The scientists also analysed if people experiencing particular symptom clusters were more likely to require breathing support in the form of ventilation or additional oxygen.
They discovered that only 1.5 per cent of people with cluster one, 4.4 per cent of those with cluster two and 3.3 per cent in cluster 3 required breathing support.
For clusters four, five, and six, the researchers said these figures were 8.6, 9.9, and 19.8 per cent respectively.
Nearly half of the patients in cluster six, according to the study, ended up in hospital, compared with just 16 per cent of those in cluster one.
People with cluster four, five or six symptoms tended to be older and frailer, and were more likely to be overweight, the scientists said, adding that these patients had pre-existing conditions such as diabetes or lung disease than those in the other types.
“If you can predict who these people are at day five, you have time to give them support and early interventions such as monitoring blood oxygen and sugar levels, and ensuring they are properly hydrated — simple care that could be given at home, preventing hospitalisations and saving lives,” Steves said.

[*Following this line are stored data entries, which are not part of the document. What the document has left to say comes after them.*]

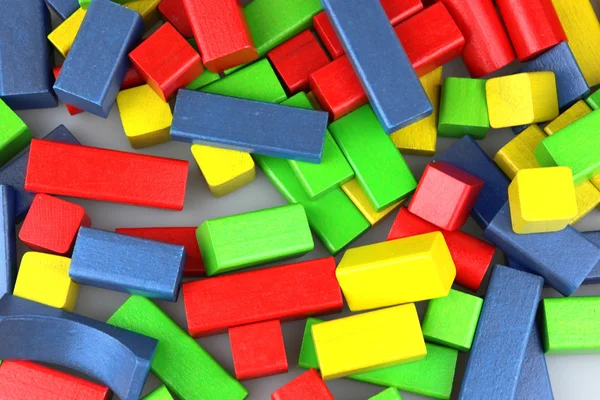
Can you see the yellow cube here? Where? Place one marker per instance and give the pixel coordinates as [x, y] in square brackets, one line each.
[542, 200]
[521, 99]
[368, 341]
[45, 278]
[398, 271]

Carole Sudre from King’s College London, one of the lead scientists part of the study, said the research illustrates the importance of monitoring symptoms over time to make predictions about individual risk and outcomes more sophisticated and accurate.
“This approach is helping us to understand the unfolding story of this disease in each patient so they can get the best care,” Sudre said.
“Being able to gather big datasets through the app and apply machine learning to them is having a profound impact on our understanding of the extent and impact of Covid-19, and human health more widely,” added Sebastien Ourselin, a senior author of the study from King’s College London.